Une avance confortable à Nantes, mais une situation plus délicate dans la métropole. Avec 34, 50 % des voix, la socialiste Johanna Rolland est bien placée pour remporter l'élection"Ce qui s’est passé ce soir à Nantes est un message positif pour ce qui va se passer dans l’agglomération", a-t-elle estimé. Cette confiance affichée était pourtant peu représentative de l’ambiance qui régnait dans les couloirs de l’Hôtel de ville dimanche : feutrée, crispée, sans triomphalisme. Car dans plusieurs communes, la situation est loin d’être rose pour le PS, plombé par le contexte national ou des sujets locaux comme l’aéroport Notre-Dame-des-Landes. Tour d’horizon d'une situation qui pourrait faire évoluer en profondeur la composition du conseil communautaire de Nantes métropole.

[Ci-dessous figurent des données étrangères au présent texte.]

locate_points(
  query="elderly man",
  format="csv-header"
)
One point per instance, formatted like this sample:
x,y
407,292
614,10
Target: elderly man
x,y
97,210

Centre et droite confortent leurs positions.
Ils se maintiennent dans leurs fiefs. A Saint-Sébastien-sur-Loire, le sénateur et maire centriste UDI Joël Guerriau, avec 62, 64 % des voix, repart pour un quatrième mandat, face à un jeune candidat socialiste qui n’a pas réussi à s’imposer. A Orvault, Joseph Parpaillon, maire sortant de centre droit, est réélu avec 59, 66 % des suffrages, le meilleur score de sa carrière municipale. A Vertou, l’UMP Rodolphe Amailland est élu dès le premier tour (57, 07 % des voix), alors qu’il succède à Laurent Dejoie, en place depuis trois mandats. A Sautron encore, la divers droite Marie-Cécile Gessant est réélue avec 61,59 % des voix. Enfin à Carquefou, la droite reste favorite pour le second tour : le maire sortant Claude Guillet (centre-droit) aligne 36, 83 % des voix, devant la divers droite Véronique Dubettier Grenier (34, 45 %), tandis que la gauche plafonne à 28, 71 %.

De réelles surprises.
C'était inattendu. Sainte-Luce-sur-Loire bascule à droite, remportée par l’UMP Jean-Guy Alix, 67 ans et 50, 62 %. L’échec est cuisant pour la gauche, confrontée à des divisions : Anthony Descloziers, conseiller municipal de 28 ans, avait en effet été investi par le PS, contre le maire sortant Bernard Aunette, qui avait monté sa liste concurrente. De même à Indre, Serge David, syndiqué CGT et candidat sans étiquette l’emporte au premier tour (52, 59 % des voix), face au maire sortant Jean-Luc Le Drenn.

Des points chauds
Coup de semonce au Pellerin pour la maire PS sortante : Valérie Demangeau, élue en 2008 au premier tour,  se retrouve en troisième position, derrière deux listes sans étiquette. A Thouaré-sur-Loire, la liste divers-droite vire en tête, avec 46, 36 % des voix. Un vrai désaveu pour le maire PS sortant Bernard Chesneau, 33, 23 % des voix, qui va devoir faire face à une triangulaire, le divers gauche Patrice Gallard (20,4 %) ayant choisi de se maintenir. A Bouguenais, la maire Michèle Gressus est en tête (33, 7 % contre 69, 42 % en 2008) mais elle va devoir négocier avec trois listes de gauche. Enfin, à la Chapelle-sur-Erdre, le maire PS sortant Fabrice Roussel, chef des socialistes de Loire-Atlantique, va devoir affronter deux adversaires au second tour : le centre-droit Erwan Bouvais et l’écologiste Isabelle Verdon. Cette ancienne adjointe de l’élu PS a décidé de se maintenir. Objectif : avoir un maximum d’élus dans l’opposition.


Des scores inattendus
C’est une première depuis 1959 : il y aura un second tour à Rezé. Gérard Allard, le candidat socialiste qui succède à Gilles Retière, maire depuis 1999, peine à s’imposer (47,7 %) face à Philippe Seillier (34,15 %), (droite et centre), qui fait 12 % de plus qu’en 2008. A noter, la surprise de la liste Front de gauche, qui avec 18, 11 % des voix, double son score de 2008. A Saint-Herblain également, autre fief de la gauche, la situation n’a pas été gagnée au premier tour. Bertrand Affilié (44, 14 %) succédait au maire sortant PS Charles Gauthier, en poste depuis 1989, et habitué à de larges plébiscites dès le premier tour. La surprise vient du résultat du nouveau candidat UMP Matthieu Hannereau qui avec 30, 01 % des voix double presque le score fait par la droite en 2008 (19, 40 %).